[systemd-devel] Permanently remove services

Andrei Borzenkov arvidjaar at gmail.com
Fri Jan 19 19:27:18 UTC 2024


On 19.01.2024 20:22, Mantas Mikulėnas wrote:
> On Fri, Jan 19, 2024, 19:12 Morten Bo Johansen <mortenbo at hotmail.com> wrote:
> 
>> On 2024-01-19 Mantas Mikulėnas wrote:
>>
>>> In general I've learned to not quite trust what the firmware shows...
>> we've
>>> had a batch of Skylake-or-so desktops that *did* have a CPU-integrated
>> fTPM
>>> but it wasn't even mentioned until we did a BIOS update, even though CPU
>>> spec said it should be present.
>>>
>>> However, your CPU is from Haswell era and according to the spec sheet it
>>> definitely seems to lack Intel's PTT "built-in TPM 2.0" feature (it has
>> the
>>> older IPT but that's a different thing, not a TPM equivalent), so that
>>> seems correct. If I understand correctly, the only option for that CPU
>>> would be a discrete TPM chip, and if the manufacturer had bothered to
>>> include one, it ought to be showing up in the BIOS settings.
>>>
>>> On the other hand, you said you have a /dev/tpm0... I'm somewhat curious
>>> about whether there are any mentions 'tpm' or 'tis' or something like
>> that
>>> in your `dmesg`?
>>
>> ~/ % dmesg | grep -i tpm
>>
>> [    0.275738] tpm_tis 00:05: 1.2 TPM (device-id 0x0, rev-id 78)
>>
> 
> Well, that also looks like a TPM1.2 is present; it matches the absence of
> /dev/tpmrm0 (which is a 2.0 thing).
> 
> (It's not very useful in general; I've used it to store my SSH key in the
> past, but it's slow and only does RSA-2048, and the software is completely
> different from what's used for newer variants.

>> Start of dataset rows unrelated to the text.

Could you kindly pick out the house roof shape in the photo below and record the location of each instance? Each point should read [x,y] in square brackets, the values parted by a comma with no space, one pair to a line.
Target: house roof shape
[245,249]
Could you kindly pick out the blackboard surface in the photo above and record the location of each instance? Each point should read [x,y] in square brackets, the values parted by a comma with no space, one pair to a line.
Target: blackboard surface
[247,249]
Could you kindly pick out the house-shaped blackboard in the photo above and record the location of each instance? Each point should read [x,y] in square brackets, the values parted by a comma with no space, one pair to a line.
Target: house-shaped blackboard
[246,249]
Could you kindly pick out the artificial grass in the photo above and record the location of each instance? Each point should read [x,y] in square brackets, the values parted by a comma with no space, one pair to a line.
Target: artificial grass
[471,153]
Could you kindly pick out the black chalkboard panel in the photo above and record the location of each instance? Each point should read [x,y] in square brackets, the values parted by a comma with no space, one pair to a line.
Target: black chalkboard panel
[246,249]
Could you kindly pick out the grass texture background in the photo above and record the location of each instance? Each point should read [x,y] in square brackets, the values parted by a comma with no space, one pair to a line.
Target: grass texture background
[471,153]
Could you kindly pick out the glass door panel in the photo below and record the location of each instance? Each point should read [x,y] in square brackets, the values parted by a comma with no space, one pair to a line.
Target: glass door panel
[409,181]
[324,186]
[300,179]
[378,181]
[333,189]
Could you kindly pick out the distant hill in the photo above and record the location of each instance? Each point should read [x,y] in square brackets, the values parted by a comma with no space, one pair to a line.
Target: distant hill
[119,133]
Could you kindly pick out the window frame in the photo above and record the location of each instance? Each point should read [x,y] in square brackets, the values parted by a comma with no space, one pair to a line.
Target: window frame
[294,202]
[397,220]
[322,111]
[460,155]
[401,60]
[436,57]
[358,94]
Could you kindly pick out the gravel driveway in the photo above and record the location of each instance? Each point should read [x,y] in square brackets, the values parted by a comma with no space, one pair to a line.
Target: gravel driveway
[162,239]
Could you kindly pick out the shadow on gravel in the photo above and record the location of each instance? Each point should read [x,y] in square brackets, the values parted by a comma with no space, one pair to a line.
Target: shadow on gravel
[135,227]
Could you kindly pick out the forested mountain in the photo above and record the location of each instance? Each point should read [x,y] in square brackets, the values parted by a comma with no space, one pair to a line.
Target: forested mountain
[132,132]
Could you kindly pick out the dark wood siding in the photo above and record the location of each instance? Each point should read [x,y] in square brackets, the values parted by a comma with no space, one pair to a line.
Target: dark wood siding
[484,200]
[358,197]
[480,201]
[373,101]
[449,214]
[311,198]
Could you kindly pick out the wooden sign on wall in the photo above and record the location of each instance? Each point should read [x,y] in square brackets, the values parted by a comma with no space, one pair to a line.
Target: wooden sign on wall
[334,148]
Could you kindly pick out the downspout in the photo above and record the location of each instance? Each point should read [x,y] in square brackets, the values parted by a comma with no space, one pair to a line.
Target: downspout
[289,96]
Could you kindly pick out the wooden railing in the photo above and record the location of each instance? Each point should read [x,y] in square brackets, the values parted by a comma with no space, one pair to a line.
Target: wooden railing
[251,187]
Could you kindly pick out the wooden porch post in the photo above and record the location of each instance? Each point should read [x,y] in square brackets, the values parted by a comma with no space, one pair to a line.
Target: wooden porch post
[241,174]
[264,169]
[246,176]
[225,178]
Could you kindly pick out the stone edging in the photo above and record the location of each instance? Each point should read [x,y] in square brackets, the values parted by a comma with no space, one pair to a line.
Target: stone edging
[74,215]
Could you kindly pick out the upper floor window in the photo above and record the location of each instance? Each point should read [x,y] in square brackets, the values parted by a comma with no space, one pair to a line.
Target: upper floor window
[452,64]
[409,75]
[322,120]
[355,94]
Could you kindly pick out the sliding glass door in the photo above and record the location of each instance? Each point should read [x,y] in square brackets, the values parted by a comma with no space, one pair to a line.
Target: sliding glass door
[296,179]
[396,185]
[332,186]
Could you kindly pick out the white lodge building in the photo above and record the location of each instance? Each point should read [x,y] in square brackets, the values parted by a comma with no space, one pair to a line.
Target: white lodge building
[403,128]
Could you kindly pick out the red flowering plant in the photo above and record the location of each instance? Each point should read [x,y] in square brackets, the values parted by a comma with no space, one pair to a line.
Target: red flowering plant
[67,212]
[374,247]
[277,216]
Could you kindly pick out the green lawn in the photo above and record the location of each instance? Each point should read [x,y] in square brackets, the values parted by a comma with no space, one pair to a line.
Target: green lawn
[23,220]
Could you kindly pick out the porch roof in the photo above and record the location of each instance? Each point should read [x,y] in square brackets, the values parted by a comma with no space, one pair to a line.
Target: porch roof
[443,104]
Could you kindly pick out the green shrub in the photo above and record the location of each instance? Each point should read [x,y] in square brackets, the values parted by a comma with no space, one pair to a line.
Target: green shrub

You can use it through
> TrouSerS + OpenCryptoki.)
> 
> I wonder what makes systemd think it's a 2.0.
> 

systemd does not check for TPM 2.0 at all. The conditions in these 
services are

ConditionSecurity=measured-uki
ConditionPathExists=!/run/systemd/tpm2-srk-public-key.pem

Where "measured-uki" basically checks if specific EFI variable 
(StubPcrKernelImage) exists and has "correct" value.